Food for the Soul – The Lust for Travel

James Tissot. Ball on Shipboard (1874). Tate Britain. Photo: Wikimedia Commons

“The world is a book, and those who do not travel read only a page.”
~ St. Augustine

By Nina Heyn – Your Culture Scout

While we may be upset by the various pandemic travel restrictions the world is now experiencing, it is worth keeping in mind that leisure travel, especially in large numbers, is a relatively new invention. It has only been around in Europe for about 300 years and, in other continents, for much less.

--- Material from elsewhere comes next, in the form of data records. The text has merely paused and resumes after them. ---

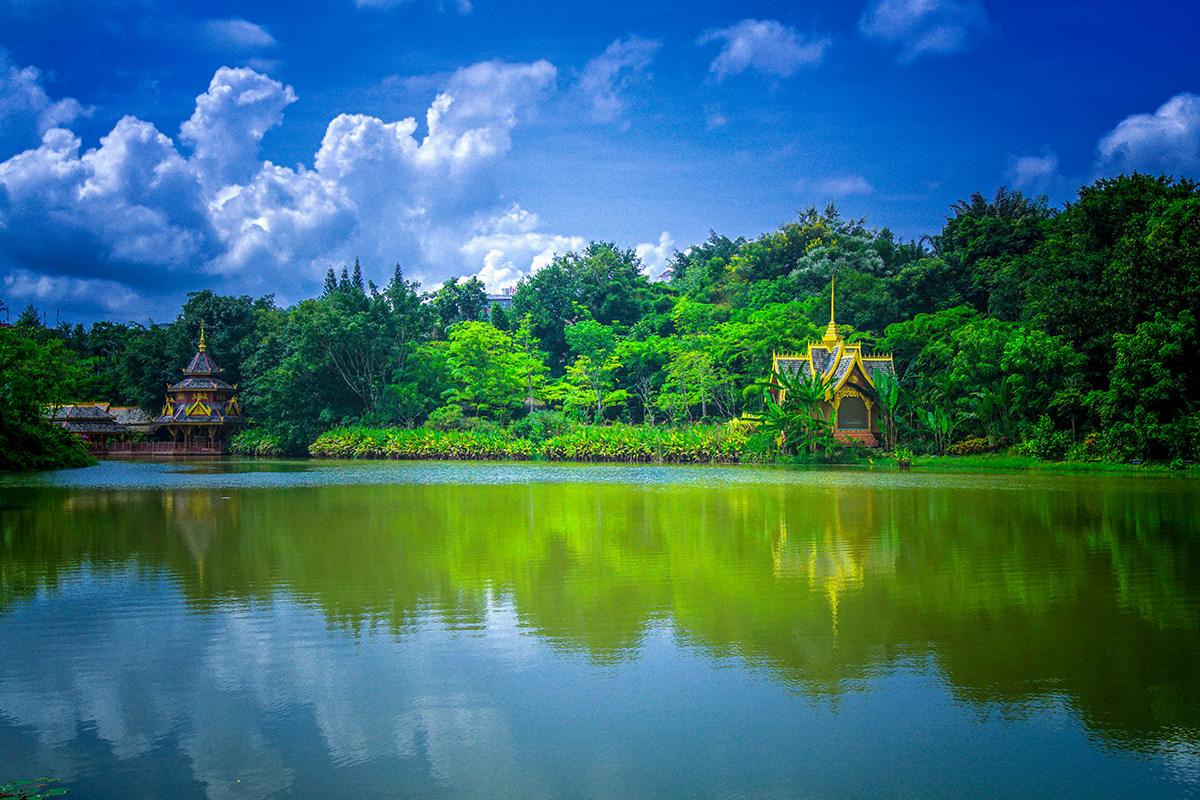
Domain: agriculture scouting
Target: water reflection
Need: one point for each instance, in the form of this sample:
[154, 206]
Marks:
[427, 625]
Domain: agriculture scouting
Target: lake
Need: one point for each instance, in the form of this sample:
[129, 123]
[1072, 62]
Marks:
[385, 630]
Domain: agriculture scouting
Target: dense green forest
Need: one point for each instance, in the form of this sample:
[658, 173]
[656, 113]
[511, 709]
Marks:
[1063, 332]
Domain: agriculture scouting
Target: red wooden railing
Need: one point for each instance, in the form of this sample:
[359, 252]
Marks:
[159, 449]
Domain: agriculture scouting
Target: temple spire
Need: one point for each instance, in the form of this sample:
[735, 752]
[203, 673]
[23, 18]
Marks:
[831, 336]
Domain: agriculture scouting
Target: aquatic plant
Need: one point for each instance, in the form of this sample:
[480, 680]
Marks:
[35, 789]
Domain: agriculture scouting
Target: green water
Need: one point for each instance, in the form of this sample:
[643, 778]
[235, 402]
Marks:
[268, 630]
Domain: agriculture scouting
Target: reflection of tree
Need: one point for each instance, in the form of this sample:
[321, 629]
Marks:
[1014, 594]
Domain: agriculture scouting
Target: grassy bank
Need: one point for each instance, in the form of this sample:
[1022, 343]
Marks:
[611, 443]
[633, 444]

Peter Paul Rubens. Summer: Peasants Going to Market (c. 1618). The Royal Collection, UK. Photo: Wikimedia Commons

If you lived in Europe prior to the Industrial Revolution, you would travel if you had some merchandise to sell or wanted to go on a pilgrimage to Santiago de Compostela or another holy site. Or perhaps you traveled to go on a crusade or look for education or employment. If you were a noblewoman, you might have been married off to a faraway family. What you would not have done is travel for leisure. The roads were not safe—if there were any roads at all. Peasants would have been tied to their lord’s lands anyway, and even people who were not serfs would not have seen the point of braving swamps or dangerous forests to travel with no discernible purpose. Mass leisure travel was not yet an option.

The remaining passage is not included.